Despite flaws in Jurassic Park III, the plot is largely cohesive. Perhaps it was the on location shooting that strengthened the believability. Then there were the special effects, and some of the effects were obviously created on a soundstage, notably the parasailing sequence, which immediately caused audiences to grapple with their willingness to suspend their disbelief.
It was evident that money had gone into creating the dinosaurs, though eye candy or powerful musical score alone could not carry the film. Speaking of the musical score, at the time of filming, John Williams was busy scoring the Spielberg/Kubrick opus, A.I.: Artificial Intelligence.
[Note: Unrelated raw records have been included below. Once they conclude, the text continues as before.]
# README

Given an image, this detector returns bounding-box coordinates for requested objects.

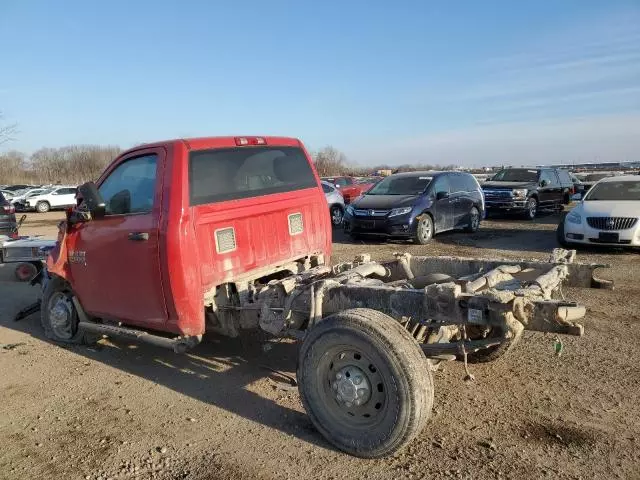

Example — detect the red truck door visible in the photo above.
[67,147,167,328]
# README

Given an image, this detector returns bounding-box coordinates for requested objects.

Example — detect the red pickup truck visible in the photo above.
[32,137,603,457]
[322,176,374,204]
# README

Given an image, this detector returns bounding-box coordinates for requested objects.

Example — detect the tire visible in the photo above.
[524,197,538,220]
[297,308,433,458]
[329,205,344,227]
[459,327,520,363]
[464,207,482,233]
[14,262,38,282]
[40,276,101,345]
[36,202,51,213]
[413,213,434,245]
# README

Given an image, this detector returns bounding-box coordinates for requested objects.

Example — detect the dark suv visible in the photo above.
[482,168,574,220]
[343,172,484,244]
[0,192,17,236]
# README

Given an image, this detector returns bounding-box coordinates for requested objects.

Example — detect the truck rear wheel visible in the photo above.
[40,277,100,345]
[297,308,433,458]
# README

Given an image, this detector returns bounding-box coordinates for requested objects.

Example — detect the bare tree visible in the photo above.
[313,146,351,177]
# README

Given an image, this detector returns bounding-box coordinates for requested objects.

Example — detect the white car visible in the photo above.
[25,186,77,213]
[10,188,50,206]
[320,180,344,227]
[557,175,640,247]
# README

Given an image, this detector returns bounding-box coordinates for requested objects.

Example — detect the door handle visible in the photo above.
[129,232,149,242]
Unable to score the new Jurassic Park film himself, Williams’ elected Don Davis of The Matrix franchise. Davis’ would intersperse the established Williams’ score for the previous films with original moments and revitalized sonics.
Overall, Jurassic Park III was met with highly mixed reviews from the public. Negative media reviews seemed to specifically target the heavy-handed directing, and the unintentional, campy family drama. Conversely, the movie earned nominations from Best Acting to Best Effects, and won Best DVD and Best Music during that year’s awards season. All these years later, some fans agree the film is not as bad as they had once thought upon initial introduction.
Additionally, the merchandising blitz that started with the original film continued with Jurassic Park III, before and after the film’s screen debut, including the Game Boy Advance video game Jurassic Park III: The DNA Factor.
Though clearly not the best film, in the franchise or otherwise, Jurassic Park III’s Pop culture relevance has continued throughout the years. In fact, it had enough pull that the franchise returned over a decade late with 2015’s Jurassic World. Bringing the franchise back from the brink of extinction. Jurassic World 2 is slated for a 2018 release, guaranteeing yet another generation’s fascination with dinosaurs – and Jurassic Park – for many years to come.